II. Bijzondere bepalingen.

Hoofdstuk II.
Het kerkelijk Bestuur over meer Gemeenten te zamen.

Derde afdeeling.
Het Provinciaal Kerkbestuur.

Ieder Provinciaal Kerkbestuur kiest zich, uit de predikanten in zijn midden, een President en een Vice-President.
Tot Secretaris zijn benoembaar de predikanten van het Provinciaal ressort, zoowel de emeriti en zij, die de bevoegdheid van emeriti hebben, als de dienstdoende; is de Secretaris benoemd buiten de leden van het Kerkbestuur, dan heeft hij slechts adviseerende stem. 1)
De Secretaris wordt, bij onvoorziene afwezigheid, vervangen door een lid, hetwelk de Bestuursvergadering daartoe aanwijst.

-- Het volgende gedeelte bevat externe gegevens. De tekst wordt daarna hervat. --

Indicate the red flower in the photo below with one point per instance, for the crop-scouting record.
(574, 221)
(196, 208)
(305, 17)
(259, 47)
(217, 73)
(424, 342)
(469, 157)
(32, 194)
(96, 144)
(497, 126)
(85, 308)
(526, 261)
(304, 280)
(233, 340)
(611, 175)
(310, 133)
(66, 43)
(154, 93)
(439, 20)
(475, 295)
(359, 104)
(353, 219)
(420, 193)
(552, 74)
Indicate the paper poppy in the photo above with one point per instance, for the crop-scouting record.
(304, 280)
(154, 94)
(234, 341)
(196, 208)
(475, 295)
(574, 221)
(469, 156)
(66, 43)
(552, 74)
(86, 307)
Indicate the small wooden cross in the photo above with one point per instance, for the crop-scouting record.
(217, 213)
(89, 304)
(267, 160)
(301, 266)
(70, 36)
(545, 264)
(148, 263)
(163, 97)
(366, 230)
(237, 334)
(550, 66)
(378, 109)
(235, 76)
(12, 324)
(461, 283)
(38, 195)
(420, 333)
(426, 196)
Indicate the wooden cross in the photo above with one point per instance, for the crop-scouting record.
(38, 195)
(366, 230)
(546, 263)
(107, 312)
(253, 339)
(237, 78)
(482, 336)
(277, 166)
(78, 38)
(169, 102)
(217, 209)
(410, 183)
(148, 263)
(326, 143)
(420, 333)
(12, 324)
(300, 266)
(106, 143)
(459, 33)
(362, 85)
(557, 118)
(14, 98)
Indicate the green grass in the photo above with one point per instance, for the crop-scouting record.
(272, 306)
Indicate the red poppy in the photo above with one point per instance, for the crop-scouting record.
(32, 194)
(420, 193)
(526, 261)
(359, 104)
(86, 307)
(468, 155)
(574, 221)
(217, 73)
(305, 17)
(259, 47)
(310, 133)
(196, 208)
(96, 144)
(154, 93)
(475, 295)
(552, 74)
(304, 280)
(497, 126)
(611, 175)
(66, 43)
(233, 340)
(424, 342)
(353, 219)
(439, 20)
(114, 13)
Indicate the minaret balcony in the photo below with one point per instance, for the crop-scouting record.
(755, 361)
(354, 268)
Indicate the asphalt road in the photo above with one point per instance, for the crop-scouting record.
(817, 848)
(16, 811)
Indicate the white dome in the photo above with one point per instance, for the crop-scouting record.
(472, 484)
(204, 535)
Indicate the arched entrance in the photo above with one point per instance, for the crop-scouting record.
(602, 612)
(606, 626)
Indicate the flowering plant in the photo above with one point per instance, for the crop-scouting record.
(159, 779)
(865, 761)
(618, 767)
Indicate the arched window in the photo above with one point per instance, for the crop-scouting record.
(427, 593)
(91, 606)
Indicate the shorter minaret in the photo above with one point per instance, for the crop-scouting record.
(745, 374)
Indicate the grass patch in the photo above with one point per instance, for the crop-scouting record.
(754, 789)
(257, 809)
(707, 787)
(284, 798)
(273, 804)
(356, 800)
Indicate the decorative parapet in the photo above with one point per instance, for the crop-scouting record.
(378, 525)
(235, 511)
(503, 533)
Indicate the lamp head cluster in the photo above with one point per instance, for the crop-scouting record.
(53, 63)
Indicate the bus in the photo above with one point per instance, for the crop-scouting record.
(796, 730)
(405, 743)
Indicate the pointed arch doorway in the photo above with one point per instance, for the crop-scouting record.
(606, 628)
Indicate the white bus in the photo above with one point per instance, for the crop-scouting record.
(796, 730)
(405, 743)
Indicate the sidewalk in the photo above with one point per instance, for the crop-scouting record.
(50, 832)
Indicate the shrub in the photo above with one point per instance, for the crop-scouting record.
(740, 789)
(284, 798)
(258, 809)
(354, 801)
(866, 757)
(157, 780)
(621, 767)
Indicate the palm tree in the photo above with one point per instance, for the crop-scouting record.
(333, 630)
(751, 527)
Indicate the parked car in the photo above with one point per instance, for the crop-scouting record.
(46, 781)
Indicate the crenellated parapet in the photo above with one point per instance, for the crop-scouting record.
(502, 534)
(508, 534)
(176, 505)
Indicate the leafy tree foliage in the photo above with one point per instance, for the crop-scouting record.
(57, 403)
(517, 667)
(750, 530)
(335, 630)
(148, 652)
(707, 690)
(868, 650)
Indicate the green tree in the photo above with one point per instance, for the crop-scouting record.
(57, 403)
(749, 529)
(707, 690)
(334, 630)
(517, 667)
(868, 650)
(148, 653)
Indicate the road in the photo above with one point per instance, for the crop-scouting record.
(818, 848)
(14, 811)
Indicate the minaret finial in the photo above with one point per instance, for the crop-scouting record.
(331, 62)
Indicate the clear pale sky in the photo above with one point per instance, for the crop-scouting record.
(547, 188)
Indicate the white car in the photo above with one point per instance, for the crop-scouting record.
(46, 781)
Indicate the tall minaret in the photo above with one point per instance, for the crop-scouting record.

1) In dezen gewiizigden vorm is deze al. in werking getreden 15 Jan. 1917, tegelijk met de andere wijzigingen (artt. 20, 22, 43, 51 en 53) in verband met de regeling der bevoegdheden van de emeriti-predikanten. (Hand. 1915 bl. 552; 1916 bl. 493; Bijl. B. 1917 bl. 222).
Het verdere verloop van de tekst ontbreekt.